Residencias. ¿Publicas o privadas?

Mucho se ha hablado y se está hablando sobre lo que ha ocurrido en las residencias de personas mayores y de personas con discapacidad durante esta pandemia. Dos tercios de las personas fallecidas por la COVID-19 se han producido entre las personas mayores que vivían en residencias, tanto públicas, concertadas, como privadas. Es evidente que han fallado muchas pautas y protocolos adscritos al actual modelo y que hay algunos aspectos de fondo y de calado en nuestra forma de entender y facilitar los apoyos que necesitan nuestros mayores que se tienen que revisar, pero que bajo mi punto de vista, no se limitan ni se compendian al manido debate de lo público o lo privado.

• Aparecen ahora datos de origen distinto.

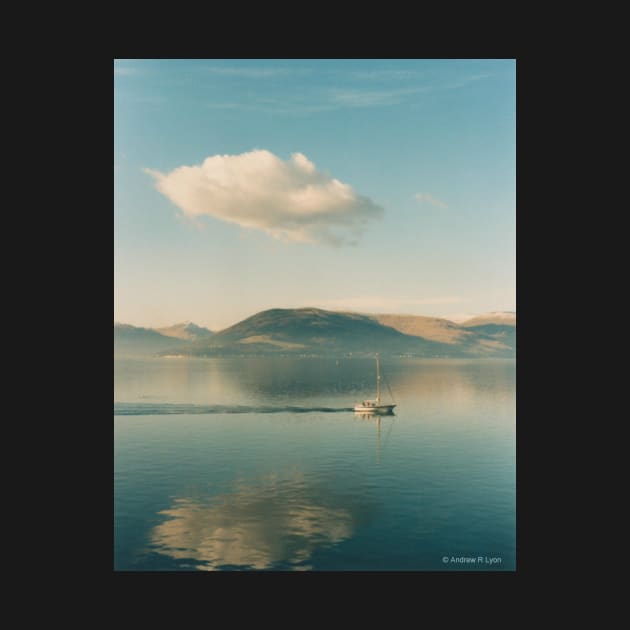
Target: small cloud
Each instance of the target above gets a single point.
(288, 199)
(380, 304)
(427, 198)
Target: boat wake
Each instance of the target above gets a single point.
(159, 409)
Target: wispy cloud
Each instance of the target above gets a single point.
(289, 200)
(380, 304)
(333, 98)
(426, 198)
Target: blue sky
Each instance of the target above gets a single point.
(368, 185)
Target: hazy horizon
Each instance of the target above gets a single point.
(375, 186)
(456, 318)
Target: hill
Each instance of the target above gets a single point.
(312, 331)
(130, 341)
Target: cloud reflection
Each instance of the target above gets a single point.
(275, 521)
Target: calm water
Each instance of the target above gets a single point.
(224, 464)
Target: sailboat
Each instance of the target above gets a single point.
(375, 406)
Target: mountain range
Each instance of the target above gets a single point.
(313, 331)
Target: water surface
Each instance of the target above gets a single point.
(261, 464)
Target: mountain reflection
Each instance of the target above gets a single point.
(275, 521)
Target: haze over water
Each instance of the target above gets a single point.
(260, 464)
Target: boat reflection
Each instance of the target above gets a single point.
(266, 523)
(377, 418)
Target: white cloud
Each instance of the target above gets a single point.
(379, 304)
(289, 200)
(427, 198)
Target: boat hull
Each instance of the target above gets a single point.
(375, 409)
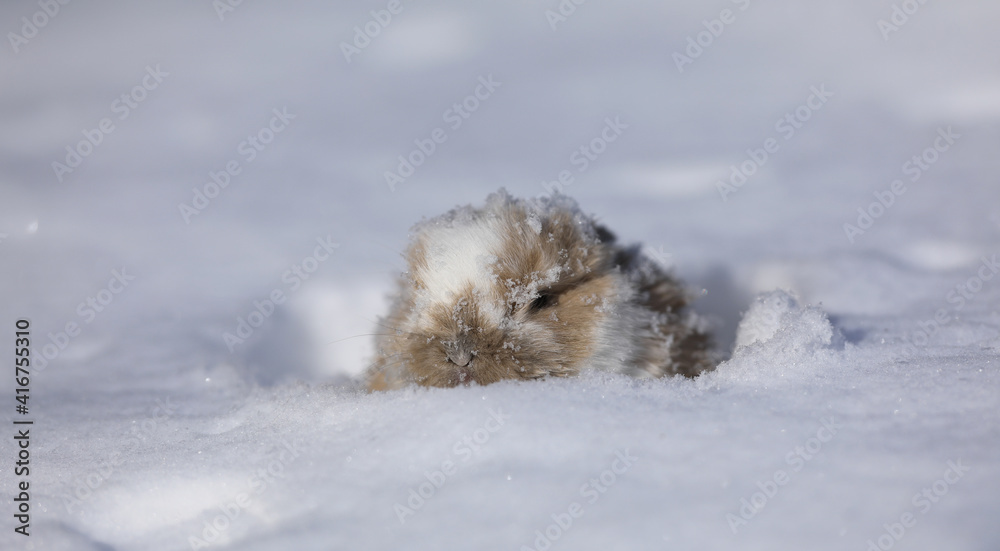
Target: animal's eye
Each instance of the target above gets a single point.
(544, 300)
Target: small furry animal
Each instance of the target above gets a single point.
(529, 288)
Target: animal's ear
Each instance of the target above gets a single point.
(604, 234)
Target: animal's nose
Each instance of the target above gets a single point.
(460, 357)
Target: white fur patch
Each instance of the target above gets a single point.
(460, 256)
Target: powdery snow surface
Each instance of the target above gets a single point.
(202, 283)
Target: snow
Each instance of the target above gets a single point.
(860, 402)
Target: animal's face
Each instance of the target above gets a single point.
(507, 294)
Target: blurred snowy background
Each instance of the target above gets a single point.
(154, 432)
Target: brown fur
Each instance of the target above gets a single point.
(539, 336)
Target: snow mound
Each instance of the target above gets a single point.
(778, 337)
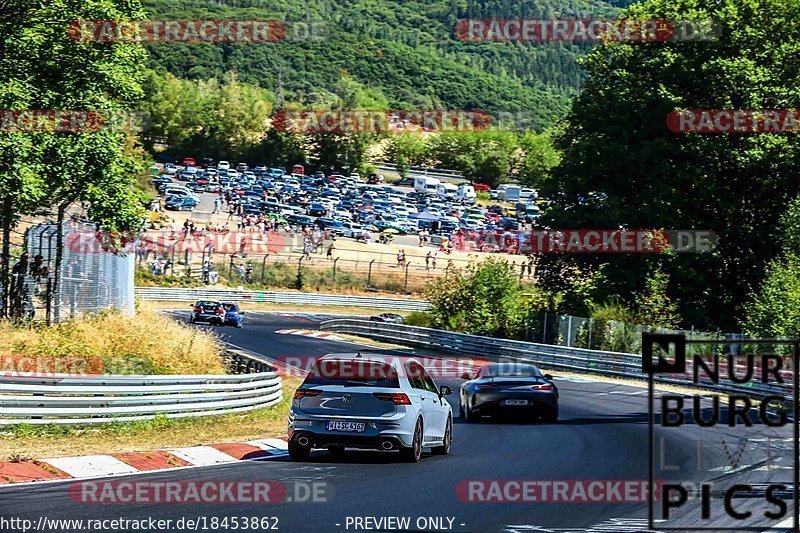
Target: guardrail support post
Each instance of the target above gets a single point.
(369, 273)
(299, 282)
(264, 268)
(569, 331)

               Un debate siempre necesario, pero que no resuelve lo ocurrido ni tampoco se debe  anteponer a las cuestiones sustanciales que debemos abordar si de verdad queremos ofrecer y ofrecernos un futuro más halagüeño e ilusionante, porque todos nos iremos haciendo mayores y nos gustará pasar los últimos días de nuestra vida haciendo lo que más nos gusta o, sencillamente, haciendo lo que nos venga en gana. Porque, ¿qué sentido tiene que cuando ya has cumplido con tus años de trabajo, con la Seguridad Social, con Hacienda (bueno, Hacienda te acompaña hasta la muerte) y con quienes has tenido que cumplir sus órdenes, preceptos, edictos o sus objetivos?, al final de tu vida no puedas sentirte lo más libre y exento posible y poder hacer lo que quizás nunca hiciste por falta de tiempo o por atender otros compromisos. Debemos empezar entonces por cambiar nuestra mentalidad y la mentalidad de las personas que van a dedicar su vida profesional en el complejo y heterogéneo mundo de la dependencia y los servicios sociales. Como casi siempre hay que empezar por la educación, por formar a los futuros profesionales que las personas, con independencia de su edad o de su condición física, siempre pueden seguir aportando a la sociedad y que debemos respetar sus decisiones y aprovechar su talento. Debemos modificar el concepto de atender por el de acompañar a las personas en ese proceso natural que es envejecer, para que en todo momento no dejen de ser ellos mismos, nosotros mismos, es más, que sea al final de nuestros días cuando más nosotros mismos hemos podido llegar a ser. Ese sería el objetivo.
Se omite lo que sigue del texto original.